Restricting the ability of food trucks to compete in the food service industry can reduce consumer choice and stifle innovation.

July 18, 2017 – OTTAWA, ON – Competition Bureau 

While an influx of tourists make Canada their number one destination this year as part of the country’s 150th birthday celebration, the Competition Bureau is calling on municipalities across the country to give both hungry travellers and locals the convenience to choose mobile food services when they eat out. 

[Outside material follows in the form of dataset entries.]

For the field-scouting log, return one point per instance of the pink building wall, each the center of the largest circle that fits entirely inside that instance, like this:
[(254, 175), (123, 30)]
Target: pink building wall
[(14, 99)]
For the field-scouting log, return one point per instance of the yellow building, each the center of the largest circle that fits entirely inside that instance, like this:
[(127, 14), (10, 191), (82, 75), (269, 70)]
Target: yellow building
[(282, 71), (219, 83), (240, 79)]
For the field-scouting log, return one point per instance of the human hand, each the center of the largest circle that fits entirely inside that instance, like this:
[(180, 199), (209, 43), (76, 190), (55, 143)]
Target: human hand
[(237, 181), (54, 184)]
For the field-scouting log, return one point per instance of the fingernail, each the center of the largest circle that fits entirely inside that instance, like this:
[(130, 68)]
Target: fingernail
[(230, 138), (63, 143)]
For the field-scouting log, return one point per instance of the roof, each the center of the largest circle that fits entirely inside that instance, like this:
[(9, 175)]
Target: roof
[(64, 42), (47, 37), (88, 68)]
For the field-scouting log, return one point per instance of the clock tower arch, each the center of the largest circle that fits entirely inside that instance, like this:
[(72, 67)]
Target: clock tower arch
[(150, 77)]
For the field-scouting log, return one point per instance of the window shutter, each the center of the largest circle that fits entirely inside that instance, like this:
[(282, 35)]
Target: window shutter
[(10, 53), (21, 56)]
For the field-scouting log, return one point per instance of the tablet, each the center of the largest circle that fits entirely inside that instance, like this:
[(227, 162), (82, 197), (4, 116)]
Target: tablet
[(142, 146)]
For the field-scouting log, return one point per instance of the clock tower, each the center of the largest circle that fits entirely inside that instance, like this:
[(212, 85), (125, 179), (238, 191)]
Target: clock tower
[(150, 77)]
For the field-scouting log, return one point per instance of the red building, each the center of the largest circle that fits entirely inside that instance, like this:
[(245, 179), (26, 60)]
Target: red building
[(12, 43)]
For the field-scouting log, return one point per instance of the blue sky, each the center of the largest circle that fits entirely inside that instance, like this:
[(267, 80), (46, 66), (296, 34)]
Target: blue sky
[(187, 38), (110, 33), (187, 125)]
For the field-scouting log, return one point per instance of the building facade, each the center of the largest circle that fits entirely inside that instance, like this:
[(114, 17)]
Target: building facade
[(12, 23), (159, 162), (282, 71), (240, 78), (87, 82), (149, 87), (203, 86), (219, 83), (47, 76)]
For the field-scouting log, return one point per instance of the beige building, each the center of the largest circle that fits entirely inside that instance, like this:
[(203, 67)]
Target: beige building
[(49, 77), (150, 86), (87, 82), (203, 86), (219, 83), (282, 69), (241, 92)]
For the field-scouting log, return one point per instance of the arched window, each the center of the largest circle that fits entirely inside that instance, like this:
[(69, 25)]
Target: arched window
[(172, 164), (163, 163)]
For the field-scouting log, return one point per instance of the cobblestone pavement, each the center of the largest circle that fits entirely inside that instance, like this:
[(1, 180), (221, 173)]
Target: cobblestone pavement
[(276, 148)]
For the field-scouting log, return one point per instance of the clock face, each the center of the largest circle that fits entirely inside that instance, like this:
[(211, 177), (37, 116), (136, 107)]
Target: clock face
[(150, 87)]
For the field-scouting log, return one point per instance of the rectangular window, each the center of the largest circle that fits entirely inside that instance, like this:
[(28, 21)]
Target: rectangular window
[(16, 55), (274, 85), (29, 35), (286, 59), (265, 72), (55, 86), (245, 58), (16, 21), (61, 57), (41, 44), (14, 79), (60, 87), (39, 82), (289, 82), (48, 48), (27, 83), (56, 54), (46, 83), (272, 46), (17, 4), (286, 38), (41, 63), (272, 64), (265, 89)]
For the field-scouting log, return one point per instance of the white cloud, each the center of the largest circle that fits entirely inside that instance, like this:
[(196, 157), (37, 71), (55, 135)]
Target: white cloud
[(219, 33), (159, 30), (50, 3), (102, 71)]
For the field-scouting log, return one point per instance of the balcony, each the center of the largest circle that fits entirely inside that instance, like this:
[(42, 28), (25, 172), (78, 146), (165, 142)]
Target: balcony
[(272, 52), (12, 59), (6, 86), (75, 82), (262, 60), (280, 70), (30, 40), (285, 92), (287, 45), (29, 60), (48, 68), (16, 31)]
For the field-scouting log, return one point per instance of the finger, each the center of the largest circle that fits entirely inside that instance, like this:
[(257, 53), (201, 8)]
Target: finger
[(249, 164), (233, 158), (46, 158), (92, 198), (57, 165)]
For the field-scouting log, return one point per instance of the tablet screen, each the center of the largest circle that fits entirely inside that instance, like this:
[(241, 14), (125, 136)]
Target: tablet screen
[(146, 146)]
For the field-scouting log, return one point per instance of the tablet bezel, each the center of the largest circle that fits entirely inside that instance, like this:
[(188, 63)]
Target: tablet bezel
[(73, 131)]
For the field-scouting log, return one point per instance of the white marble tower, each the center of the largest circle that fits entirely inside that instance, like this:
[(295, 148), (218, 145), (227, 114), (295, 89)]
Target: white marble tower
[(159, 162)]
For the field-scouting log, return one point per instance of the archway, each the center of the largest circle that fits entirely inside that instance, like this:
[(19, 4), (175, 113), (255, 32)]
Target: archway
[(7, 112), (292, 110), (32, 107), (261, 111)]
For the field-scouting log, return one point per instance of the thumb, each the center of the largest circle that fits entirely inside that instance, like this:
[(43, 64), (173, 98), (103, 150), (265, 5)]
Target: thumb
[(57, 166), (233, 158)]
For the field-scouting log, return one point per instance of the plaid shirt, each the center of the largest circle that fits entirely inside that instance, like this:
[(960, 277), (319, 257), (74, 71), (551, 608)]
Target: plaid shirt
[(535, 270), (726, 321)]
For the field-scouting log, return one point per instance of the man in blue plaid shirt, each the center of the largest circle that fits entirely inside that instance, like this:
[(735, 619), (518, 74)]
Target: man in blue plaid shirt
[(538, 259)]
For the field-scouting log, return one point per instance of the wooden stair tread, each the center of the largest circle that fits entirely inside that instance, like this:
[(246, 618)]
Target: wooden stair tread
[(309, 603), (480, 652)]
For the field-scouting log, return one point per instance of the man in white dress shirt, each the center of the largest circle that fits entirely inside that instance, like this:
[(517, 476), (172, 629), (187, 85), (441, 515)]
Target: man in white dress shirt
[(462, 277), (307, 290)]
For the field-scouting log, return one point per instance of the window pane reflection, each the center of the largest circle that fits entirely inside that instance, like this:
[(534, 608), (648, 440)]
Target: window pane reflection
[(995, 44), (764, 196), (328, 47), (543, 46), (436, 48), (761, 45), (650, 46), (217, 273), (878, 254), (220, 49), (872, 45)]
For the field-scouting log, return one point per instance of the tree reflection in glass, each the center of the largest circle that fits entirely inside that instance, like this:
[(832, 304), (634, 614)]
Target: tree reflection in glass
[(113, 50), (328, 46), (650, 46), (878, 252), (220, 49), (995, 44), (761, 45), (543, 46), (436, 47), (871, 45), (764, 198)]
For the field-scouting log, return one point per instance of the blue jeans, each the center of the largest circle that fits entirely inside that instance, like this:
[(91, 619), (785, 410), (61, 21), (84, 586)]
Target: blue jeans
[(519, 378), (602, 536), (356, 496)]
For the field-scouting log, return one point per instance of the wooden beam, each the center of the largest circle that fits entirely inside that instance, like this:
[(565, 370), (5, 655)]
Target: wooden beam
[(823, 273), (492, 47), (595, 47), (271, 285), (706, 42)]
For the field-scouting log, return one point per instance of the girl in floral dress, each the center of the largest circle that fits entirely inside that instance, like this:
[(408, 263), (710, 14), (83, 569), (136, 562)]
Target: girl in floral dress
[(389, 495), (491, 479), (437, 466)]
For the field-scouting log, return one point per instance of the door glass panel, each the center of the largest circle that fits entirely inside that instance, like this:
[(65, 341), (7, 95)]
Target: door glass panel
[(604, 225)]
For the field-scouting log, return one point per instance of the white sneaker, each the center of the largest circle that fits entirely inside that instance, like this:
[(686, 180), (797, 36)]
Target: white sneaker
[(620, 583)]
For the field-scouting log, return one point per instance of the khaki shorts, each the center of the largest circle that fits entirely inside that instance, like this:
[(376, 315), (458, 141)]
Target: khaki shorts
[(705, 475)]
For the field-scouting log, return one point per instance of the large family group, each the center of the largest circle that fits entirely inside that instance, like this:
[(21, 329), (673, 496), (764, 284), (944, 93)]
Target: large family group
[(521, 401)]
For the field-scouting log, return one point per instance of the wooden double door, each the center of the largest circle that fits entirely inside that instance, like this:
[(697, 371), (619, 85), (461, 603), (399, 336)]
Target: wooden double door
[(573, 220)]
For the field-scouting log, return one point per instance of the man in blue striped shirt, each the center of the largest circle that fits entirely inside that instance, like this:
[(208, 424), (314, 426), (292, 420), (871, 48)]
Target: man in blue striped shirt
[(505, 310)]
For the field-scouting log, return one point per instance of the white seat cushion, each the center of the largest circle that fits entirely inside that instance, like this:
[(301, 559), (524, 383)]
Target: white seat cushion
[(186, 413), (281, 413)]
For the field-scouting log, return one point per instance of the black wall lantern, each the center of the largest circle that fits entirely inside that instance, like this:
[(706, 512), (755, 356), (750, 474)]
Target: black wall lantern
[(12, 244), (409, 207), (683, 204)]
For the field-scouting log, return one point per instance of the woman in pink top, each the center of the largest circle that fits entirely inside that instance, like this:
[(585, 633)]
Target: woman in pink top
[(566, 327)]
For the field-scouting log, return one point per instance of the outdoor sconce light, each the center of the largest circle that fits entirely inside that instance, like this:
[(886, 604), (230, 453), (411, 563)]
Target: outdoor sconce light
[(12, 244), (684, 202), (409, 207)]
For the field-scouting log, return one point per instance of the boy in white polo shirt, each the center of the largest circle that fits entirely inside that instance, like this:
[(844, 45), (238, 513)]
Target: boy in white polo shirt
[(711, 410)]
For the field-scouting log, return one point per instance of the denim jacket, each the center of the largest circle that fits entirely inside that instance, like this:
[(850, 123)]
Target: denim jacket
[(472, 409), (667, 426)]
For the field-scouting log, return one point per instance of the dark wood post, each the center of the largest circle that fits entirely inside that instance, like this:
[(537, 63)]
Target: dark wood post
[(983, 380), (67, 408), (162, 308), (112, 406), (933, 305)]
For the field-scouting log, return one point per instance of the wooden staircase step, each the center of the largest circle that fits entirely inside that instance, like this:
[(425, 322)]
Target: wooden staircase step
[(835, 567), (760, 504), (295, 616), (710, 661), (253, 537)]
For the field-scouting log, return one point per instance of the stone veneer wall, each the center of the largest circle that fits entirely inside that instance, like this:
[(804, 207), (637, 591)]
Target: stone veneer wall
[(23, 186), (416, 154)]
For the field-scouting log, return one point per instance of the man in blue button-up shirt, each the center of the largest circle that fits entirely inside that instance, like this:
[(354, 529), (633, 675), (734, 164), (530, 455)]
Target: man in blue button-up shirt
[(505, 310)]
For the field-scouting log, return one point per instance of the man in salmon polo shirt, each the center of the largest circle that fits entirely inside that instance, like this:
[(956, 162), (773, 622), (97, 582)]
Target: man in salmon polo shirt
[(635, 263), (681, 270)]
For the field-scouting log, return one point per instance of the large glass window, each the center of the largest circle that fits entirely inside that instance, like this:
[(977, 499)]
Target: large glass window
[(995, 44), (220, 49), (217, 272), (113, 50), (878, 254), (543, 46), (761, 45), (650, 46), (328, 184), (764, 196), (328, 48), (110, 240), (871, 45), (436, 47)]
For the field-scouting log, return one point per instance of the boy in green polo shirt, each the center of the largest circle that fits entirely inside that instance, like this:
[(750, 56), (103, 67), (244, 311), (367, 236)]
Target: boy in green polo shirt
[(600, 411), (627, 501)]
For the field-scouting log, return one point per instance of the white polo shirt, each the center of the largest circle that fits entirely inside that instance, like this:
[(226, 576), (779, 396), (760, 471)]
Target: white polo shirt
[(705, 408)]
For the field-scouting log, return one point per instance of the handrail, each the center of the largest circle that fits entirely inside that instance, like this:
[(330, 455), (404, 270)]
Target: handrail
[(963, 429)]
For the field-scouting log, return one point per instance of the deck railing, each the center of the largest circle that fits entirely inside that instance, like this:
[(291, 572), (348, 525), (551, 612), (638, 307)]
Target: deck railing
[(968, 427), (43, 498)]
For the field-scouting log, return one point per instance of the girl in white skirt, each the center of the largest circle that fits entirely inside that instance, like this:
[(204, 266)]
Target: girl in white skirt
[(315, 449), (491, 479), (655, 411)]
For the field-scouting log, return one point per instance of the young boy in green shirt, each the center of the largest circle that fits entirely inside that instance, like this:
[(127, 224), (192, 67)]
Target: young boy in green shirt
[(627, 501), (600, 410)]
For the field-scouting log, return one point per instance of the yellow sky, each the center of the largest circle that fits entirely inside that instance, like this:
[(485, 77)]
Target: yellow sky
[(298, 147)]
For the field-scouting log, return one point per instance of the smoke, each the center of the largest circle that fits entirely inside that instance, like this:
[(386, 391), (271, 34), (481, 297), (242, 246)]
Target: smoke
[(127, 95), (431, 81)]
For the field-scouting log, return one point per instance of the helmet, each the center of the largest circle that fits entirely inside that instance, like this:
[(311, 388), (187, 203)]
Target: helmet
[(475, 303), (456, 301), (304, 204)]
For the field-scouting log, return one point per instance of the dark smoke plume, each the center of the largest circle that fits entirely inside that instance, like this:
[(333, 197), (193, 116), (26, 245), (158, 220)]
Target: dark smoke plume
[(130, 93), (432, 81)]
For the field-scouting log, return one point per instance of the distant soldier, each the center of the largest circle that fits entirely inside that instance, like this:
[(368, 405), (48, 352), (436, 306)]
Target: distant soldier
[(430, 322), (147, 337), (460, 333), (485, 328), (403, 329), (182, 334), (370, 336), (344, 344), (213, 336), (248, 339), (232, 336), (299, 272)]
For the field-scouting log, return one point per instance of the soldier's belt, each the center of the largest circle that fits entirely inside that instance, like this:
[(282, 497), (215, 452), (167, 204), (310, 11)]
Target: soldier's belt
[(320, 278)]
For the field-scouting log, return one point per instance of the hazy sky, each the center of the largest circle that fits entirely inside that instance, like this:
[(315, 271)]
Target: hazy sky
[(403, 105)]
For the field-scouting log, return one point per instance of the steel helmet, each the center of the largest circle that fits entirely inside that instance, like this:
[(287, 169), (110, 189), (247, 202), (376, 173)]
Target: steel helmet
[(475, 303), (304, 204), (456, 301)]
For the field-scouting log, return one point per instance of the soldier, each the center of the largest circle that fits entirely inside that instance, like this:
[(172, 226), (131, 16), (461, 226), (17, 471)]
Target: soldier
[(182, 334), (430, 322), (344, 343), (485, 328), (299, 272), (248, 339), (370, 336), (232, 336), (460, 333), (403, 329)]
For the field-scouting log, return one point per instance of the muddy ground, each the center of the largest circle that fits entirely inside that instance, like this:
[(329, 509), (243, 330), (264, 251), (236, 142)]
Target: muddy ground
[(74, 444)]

In its latest issue of the Competition Advocate, titled “Promoting Fair Competition in the Restaurant and Mobile Food Industry,” the Bureau highlights the benefits of the removal of barriers to operate food trucks and other mobile food services, which increases competition, innovation and consumer choice. These include: attracting new customers; improved street vitality and community safety; development of pedestrian-friendly environments; greater neighbourhood interaction; affordable and convenient food options; and increased employment opportunities.

The publication highlights the large amount of variation seen in the regulation of mobile food services across Canada, which in some cases may disproportionately impact the ability of food trucks to compete with “bricks-and-mortar” restaurants. It offers municipalities emerging best practices to guide regulatory reform:

  • Repeal or reduce proximity requirements;

  • Limit where mobile food providers can operate only when necessary to achieve legitimate policy objectives;

  • Let the market choose economic winners; and

  • Avoid overly restrictive operating hours that inhibit the ability of mobile food providers to operate during peak dining hours.

Quick Facts

  • Mobile food services and restaurants are two differentiated business models that require different levels of investment and offer different levels of service.

  • More than 2,200 mobile food services operators in Canada are expected to earn more than $300 million in revenue in 2017.

  • With low start-up costs, the mobile food service industry encourages innovation by, and is accessible to, middle-class entrepreneurs, new Canadians and aspiring chefs.

  • Fees currently imposed by some municipalities to operate mobile food services are up to $500 per hour.

  • The growth of food trucks in Toronto went up from 14 in 2015 to 56 in 2016 by reducing requirements placed on operators. In Vancouver, in 2010, where regulations have been relaxed, the growth of mobile food went up from 17 to over 100 vendors.